Safety experts are calling for seat-belts on motor coaches. The demands come from a coroner's inquest into the deaths of four children killed in a bus crash in New Brunswick.

The accident occurred in April 2001 when a bus carrying 42 students from Massachusetts to a music festival in Halifax went off the road in Sussex, N.B.

One child was sitting on the floor at the time of the accident. Another had her legs draped across the laps of friends, while one of the boys was kneeling on a seat leaning over the back of another seat.




Emile Therien, head of the Canada Safety Council, says seat-belts should be mandatory on tour buses. He stopped short of demanding they be installed in school buses. Therien says an average of one child a year dies in a school bus accident.
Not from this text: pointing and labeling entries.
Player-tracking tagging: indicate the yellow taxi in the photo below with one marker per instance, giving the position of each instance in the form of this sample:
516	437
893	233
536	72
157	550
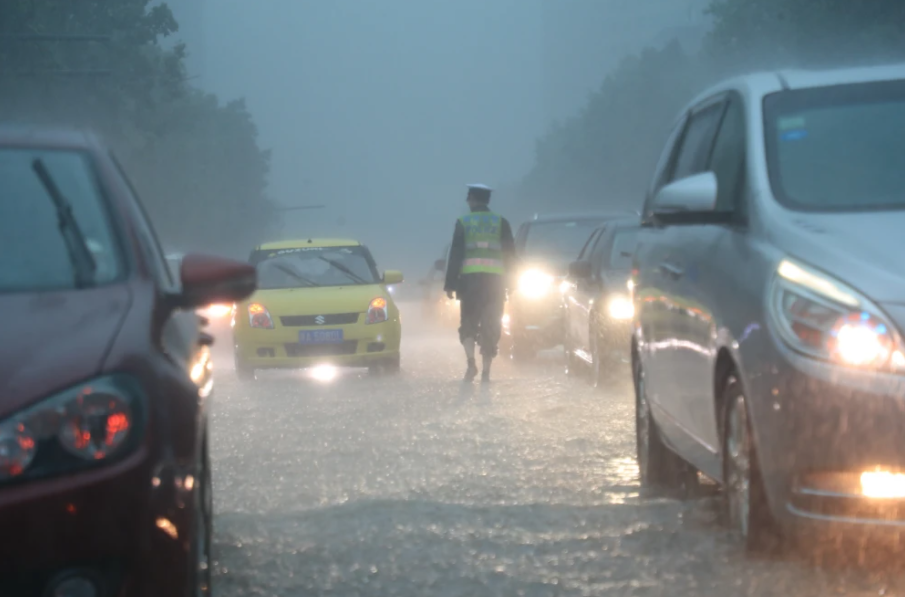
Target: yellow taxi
319	302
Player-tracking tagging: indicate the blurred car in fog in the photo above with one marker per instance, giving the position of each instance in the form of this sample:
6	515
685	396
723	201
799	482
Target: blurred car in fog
545	247
598	308
436	307
319	302
770	299
105	484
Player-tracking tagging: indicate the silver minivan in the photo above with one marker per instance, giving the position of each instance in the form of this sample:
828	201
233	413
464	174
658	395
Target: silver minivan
769	291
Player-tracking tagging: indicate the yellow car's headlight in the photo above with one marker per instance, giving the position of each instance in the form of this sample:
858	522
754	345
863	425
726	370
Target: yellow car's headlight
825	318
621	307
534	283
217	310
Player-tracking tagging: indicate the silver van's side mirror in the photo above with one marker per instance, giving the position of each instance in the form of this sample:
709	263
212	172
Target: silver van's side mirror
696	193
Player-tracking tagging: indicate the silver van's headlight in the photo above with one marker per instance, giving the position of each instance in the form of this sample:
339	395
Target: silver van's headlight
827	319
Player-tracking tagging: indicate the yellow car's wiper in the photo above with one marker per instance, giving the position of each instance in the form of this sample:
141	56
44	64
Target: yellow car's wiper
297	276
344	270
83	263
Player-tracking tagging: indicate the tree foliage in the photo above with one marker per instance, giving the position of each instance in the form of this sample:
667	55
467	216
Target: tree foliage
603	157
195	161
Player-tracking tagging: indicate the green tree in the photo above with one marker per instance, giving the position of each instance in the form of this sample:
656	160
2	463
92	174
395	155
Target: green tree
195	161
815	33
604	156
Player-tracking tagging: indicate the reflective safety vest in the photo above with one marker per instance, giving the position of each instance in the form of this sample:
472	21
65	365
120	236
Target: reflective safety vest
483	243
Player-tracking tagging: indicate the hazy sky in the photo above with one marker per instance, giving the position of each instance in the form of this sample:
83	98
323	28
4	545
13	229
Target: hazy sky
385	109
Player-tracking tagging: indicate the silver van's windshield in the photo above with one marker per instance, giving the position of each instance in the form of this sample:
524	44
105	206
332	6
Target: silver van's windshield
838	148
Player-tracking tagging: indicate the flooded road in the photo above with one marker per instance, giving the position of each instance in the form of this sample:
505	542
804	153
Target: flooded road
411	487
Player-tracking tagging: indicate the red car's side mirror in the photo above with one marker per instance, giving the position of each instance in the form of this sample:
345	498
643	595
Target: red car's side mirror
208	279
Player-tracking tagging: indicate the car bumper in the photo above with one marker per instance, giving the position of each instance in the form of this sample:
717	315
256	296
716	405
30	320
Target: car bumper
362	345
538	322
818	428
104	525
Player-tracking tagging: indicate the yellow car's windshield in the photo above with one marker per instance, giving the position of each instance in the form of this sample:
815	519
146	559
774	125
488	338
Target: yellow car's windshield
306	267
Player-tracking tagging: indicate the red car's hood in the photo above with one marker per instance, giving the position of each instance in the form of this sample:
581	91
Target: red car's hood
50	340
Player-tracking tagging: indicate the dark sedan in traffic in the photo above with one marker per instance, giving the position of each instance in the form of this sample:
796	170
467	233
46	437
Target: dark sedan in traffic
598	305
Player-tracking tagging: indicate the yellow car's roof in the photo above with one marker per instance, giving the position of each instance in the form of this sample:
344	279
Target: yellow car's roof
308	242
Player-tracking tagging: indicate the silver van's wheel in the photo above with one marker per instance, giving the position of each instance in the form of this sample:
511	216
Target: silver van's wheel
661	471
745	502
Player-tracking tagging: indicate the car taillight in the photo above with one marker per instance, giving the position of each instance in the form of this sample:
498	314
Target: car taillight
377	310
259	317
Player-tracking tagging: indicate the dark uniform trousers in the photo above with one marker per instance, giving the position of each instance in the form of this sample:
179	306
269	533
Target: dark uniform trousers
482	297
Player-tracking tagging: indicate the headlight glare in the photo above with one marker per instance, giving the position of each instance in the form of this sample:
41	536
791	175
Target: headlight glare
259	317
534	283
72	430
17	450
824	318
377	311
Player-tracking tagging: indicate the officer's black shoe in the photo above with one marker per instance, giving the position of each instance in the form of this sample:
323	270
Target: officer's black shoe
485	372
471	372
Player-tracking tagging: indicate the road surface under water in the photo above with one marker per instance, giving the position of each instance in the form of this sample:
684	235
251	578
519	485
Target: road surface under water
411	486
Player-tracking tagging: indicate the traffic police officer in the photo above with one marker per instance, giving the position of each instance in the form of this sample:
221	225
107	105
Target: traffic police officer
480	259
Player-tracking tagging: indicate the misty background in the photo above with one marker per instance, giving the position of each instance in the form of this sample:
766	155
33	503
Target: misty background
384	111
227	112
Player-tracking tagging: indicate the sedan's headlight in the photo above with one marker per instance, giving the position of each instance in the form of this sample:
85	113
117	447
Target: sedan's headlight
75	429
827	319
535	283
621	307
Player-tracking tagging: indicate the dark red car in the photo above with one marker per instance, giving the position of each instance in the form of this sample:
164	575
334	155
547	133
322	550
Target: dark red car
105	381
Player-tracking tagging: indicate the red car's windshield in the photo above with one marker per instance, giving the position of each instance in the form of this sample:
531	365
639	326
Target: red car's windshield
33	252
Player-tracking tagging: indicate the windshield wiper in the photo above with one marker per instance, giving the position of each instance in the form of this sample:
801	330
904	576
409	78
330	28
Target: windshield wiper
285	268
83	263
352	275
Therien says school buses have safety features such as closely-spaced seats with high, padded backs which are intended to compartmentalize passengers.
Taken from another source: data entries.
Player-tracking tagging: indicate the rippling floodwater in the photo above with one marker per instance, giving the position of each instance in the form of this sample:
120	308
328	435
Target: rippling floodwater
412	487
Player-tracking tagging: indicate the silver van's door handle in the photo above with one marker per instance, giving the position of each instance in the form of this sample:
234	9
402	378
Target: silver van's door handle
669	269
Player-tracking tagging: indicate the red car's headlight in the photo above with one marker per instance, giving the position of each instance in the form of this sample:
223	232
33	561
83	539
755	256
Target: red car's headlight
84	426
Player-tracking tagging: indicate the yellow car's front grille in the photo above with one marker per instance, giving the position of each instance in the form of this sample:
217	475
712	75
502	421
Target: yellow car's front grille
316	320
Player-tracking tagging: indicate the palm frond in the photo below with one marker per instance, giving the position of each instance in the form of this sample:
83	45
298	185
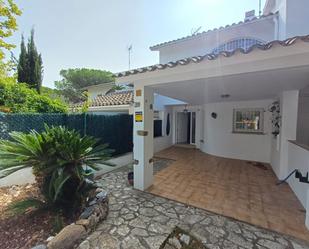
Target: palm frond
21	207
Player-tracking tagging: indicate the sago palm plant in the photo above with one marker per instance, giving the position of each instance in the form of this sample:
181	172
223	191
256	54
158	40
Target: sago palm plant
57	157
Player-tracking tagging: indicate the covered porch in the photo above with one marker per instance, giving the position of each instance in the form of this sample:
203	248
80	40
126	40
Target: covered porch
243	190
216	174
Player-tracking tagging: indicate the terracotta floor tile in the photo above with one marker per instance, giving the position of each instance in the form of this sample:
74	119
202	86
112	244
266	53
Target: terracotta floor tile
230	187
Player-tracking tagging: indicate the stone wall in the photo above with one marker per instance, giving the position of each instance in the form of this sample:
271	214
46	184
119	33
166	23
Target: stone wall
95	211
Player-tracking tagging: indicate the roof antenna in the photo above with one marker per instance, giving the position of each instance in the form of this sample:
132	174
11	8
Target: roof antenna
129	48
195	31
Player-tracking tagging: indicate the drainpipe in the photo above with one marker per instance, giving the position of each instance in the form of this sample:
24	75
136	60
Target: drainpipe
276	31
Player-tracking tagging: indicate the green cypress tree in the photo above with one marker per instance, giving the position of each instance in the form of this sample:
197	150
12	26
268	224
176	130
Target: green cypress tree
33	75
22	67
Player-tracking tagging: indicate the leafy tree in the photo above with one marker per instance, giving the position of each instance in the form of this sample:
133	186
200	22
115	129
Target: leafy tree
30	64
23	67
75	80
18	98
56	156
8	24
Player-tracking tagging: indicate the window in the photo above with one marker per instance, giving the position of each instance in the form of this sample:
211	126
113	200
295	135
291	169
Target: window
244	43
157	128
248	120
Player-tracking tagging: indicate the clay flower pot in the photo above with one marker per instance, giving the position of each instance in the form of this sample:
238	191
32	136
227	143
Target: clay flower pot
131	178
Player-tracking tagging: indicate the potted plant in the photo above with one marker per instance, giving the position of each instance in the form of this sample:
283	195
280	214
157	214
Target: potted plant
131	178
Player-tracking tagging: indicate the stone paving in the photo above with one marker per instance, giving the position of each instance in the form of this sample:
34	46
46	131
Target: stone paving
139	220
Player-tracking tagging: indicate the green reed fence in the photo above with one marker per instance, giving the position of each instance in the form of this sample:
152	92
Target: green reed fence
114	129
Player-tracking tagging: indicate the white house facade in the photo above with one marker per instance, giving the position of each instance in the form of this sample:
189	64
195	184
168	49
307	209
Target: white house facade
244	89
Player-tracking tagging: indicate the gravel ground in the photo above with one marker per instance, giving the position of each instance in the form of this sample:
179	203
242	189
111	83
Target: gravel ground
22	231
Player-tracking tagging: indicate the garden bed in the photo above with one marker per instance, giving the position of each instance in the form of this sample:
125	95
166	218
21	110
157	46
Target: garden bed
27	230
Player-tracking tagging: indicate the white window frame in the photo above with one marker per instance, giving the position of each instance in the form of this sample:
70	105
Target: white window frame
249	131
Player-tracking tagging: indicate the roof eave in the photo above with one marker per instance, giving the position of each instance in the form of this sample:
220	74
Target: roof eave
190	37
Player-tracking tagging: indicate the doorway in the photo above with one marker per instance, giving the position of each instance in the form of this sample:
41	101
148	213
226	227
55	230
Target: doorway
186	128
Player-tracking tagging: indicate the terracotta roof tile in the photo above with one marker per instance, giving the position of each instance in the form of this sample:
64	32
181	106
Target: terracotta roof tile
212	30
210	57
111	99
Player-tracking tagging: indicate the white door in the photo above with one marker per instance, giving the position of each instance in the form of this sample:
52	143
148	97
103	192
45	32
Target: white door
193	128
182	127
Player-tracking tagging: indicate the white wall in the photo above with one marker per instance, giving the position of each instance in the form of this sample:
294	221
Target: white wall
161	143
298	158
220	141
279	150
293	17
263	29
303	117
94	91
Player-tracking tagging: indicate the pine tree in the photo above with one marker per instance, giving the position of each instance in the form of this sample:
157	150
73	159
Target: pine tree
22	66
30	65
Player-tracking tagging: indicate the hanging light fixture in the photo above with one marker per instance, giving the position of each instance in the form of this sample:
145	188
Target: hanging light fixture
185	110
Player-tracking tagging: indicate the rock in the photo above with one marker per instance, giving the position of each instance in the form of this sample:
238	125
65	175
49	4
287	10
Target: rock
50	238
102	195
84	245
175	242
98	190
108	241
68	237
92	202
185	239
83	222
39	247
87	212
155	241
270	244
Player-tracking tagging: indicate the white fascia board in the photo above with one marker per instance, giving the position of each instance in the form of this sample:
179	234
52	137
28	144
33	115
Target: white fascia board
110	108
278	57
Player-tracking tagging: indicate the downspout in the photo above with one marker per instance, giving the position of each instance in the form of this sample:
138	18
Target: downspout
276	31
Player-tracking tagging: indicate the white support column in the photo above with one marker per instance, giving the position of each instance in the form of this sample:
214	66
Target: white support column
143	137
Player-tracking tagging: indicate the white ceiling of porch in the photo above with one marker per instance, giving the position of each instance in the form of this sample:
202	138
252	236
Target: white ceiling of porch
250	86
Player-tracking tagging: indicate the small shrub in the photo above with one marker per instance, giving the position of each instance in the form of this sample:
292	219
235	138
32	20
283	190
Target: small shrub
18	97
57	157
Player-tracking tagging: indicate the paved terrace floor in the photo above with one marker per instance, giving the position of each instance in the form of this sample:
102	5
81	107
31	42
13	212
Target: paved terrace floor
234	188
139	220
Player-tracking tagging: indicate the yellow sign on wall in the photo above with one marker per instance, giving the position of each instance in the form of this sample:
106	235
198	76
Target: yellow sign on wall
138	117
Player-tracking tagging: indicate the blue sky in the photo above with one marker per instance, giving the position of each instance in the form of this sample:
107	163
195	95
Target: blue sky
96	33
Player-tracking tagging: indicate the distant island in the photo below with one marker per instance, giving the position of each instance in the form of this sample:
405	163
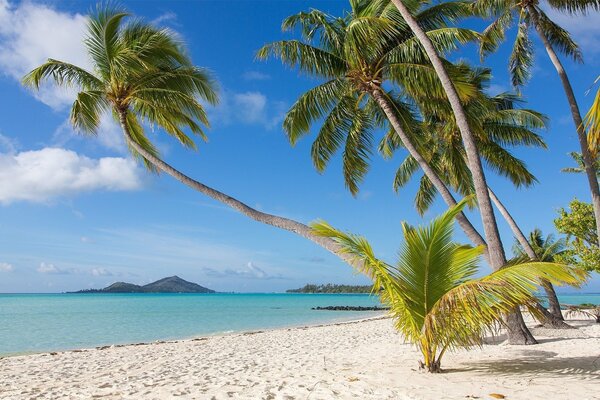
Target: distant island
331	288
171	284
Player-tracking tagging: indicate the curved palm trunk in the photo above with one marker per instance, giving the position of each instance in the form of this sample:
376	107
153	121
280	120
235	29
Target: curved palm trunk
269	219
554	318
517	330
588	160
441	187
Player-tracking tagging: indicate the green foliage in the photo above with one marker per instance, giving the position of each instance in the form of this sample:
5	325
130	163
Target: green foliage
354	55
547	249
497	122
579	224
141	75
332	288
580	168
436	301
527	16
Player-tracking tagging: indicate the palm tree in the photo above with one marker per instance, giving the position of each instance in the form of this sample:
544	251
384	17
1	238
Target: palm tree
355	55
580	168
547	250
530	14
352	101
434	298
517	330
142	74
592	123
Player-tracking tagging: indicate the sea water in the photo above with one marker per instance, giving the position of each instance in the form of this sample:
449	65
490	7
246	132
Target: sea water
46	322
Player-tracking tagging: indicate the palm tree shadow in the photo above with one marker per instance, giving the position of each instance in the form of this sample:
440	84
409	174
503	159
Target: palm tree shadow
537	363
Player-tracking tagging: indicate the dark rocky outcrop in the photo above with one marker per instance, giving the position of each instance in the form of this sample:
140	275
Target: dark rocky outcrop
351	308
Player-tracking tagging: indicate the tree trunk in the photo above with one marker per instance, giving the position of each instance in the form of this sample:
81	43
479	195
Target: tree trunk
269	219
554	318
517	331
383	102
588	160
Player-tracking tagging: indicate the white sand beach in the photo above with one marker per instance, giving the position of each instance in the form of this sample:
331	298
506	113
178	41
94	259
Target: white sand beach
359	360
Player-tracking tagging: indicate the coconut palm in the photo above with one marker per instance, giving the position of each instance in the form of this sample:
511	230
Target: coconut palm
354	52
592	124
580	168
517	331
352	102
433	295
143	75
497	122
531	15
546	249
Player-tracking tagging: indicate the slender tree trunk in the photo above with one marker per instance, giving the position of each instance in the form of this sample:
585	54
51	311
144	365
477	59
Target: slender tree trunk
588	160
517	330
383	102
269	219
554	318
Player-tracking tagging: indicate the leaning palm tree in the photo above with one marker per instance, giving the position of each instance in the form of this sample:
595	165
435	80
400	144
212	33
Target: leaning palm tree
530	15
355	55
434	297
352	102
142	75
497	123
580	168
546	249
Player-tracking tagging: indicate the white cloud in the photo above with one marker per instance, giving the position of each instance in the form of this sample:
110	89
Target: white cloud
109	132
30	33
101	272
6	267
41	175
585	29
250	271
256	76
47	268
251	108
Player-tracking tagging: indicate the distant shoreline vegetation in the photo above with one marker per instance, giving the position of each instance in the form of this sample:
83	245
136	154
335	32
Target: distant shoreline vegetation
172	284
331	288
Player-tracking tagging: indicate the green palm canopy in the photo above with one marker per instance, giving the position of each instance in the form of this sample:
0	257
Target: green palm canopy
354	55
434	297
141	74
498	123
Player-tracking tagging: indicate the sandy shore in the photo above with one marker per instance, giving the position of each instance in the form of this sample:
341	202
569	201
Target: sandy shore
360	360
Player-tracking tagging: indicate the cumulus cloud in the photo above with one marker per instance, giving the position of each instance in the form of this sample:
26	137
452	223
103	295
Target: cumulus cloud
101	272
6	267
250	271
47	268
251	108
41	175
30	33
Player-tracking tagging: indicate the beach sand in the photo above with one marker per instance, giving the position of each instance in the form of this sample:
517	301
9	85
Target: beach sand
359	360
The department also says lap and shoulder belts are difficult to adjust to safely restrain smaller children.




Driver qualifications, supervision important

The agency sponsored a discussion in 1999 on seat-belt use on buses. It concluded that several factors are key in safety:

  • driver education and qualifications
  • better and more consistent enforcement re: drivers and equipment
  • supervision on buses
  • student education about bus safety (on and around the bus)

Only New York and New Jersey require seat-belts on school buses weighing over 4,500 kg.

The U.S. National Highway Traffic Safety Administration (NHTSA) says there are very few school bus fatalities — averaging about 11 deaths a year. The NHTSA says seat-belts would provide little, if any, protection.

The school children were not travelling in a school bus but rather a motor coach. The inquest is now looking at the possibility of requiring seat belts on touring buses.

The bus industry has resisted any call for mandatory belts. It argues that the design of a bus body places the passenger's feet approximately 76 cm above the road surface, which protects the person from direct side impact crashes.

Martin Yeh, vice-president of Pacific Coach Lines in British Columbia, says he thinks his buses are safe. Yeh says he doesn't think riders would like seat-belts.

The Canadian Bus Association, which represents 85 per cent of all scheduled bus lines in the country, says the issue of seat-belts is manifold. It says government agencies must first determine why seat belts are needed. Then, an education campaign is needed to tell the public why they need to buckle up.

The CAB is also concerned with several issues:

  • is the bus driver responsible for ensuring all passengers are buckled up?
  • should the bus be stopped if a passenger refuses to buckle up?
  • if a passenger is injured because of the seat-belt, will the bus company be held liable?